Summarization Compression: When conversation history grows too long, run a summarization call that compresses 50 previous turns into a 300-token state block. The compressed block replaces the full history in subsequent calls.

Rolling Summary Window
WINDOW_SIZE = 10
SUMMARY_TRIGGER = 20

if len(conversation_history) > SUMMARY_TRIGGER:
    oldest_turns = conversation_history[:WINDOW_SIZE]
    summary = llm.call(f"Summarize these {WINDOW_SIZE} turns:\n{oldest_turns}")
    conversation_history = (
        [{"role": "system", "content": f"[Summary]: {summary}"}]
        + conversation_history[WINDOW_SIZE:]
    )

Context Refresh: When context rot is detected (Chapter 4), start a fresh session with a compact "state handoff" prompt that includes the task objective, decisions made, data gathered, and next steps.

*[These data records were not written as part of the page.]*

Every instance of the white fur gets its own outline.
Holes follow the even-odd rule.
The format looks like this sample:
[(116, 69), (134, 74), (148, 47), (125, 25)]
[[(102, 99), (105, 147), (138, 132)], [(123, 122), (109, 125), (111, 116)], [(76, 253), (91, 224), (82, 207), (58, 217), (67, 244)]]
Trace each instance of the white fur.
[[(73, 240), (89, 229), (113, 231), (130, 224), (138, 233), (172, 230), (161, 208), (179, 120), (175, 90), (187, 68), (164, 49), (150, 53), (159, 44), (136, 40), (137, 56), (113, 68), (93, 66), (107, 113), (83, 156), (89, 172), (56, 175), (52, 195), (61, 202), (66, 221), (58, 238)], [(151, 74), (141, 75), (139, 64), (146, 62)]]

Selective Injection: The most disciplined approach — never inject data into the context "just in case." Inject only what is needed for this specific step of this specific task.


3.7   Chapter Summary

The context window is to agentic programming what RAM is to traditional computing: a fast, finite, volatile working space that shapes everything about how computation proceeds. Larger context windows reduce the urgency of context management — but they do not eliminate it. Attention quality, cost, and latency still scale with context size.

Core Principle — Chapter 3

The context window is not a dumping ground — it is a budget. Every token you add to it is a choice. Every token you leave out is also a choice. Great agentic programming is, in large part, great context management.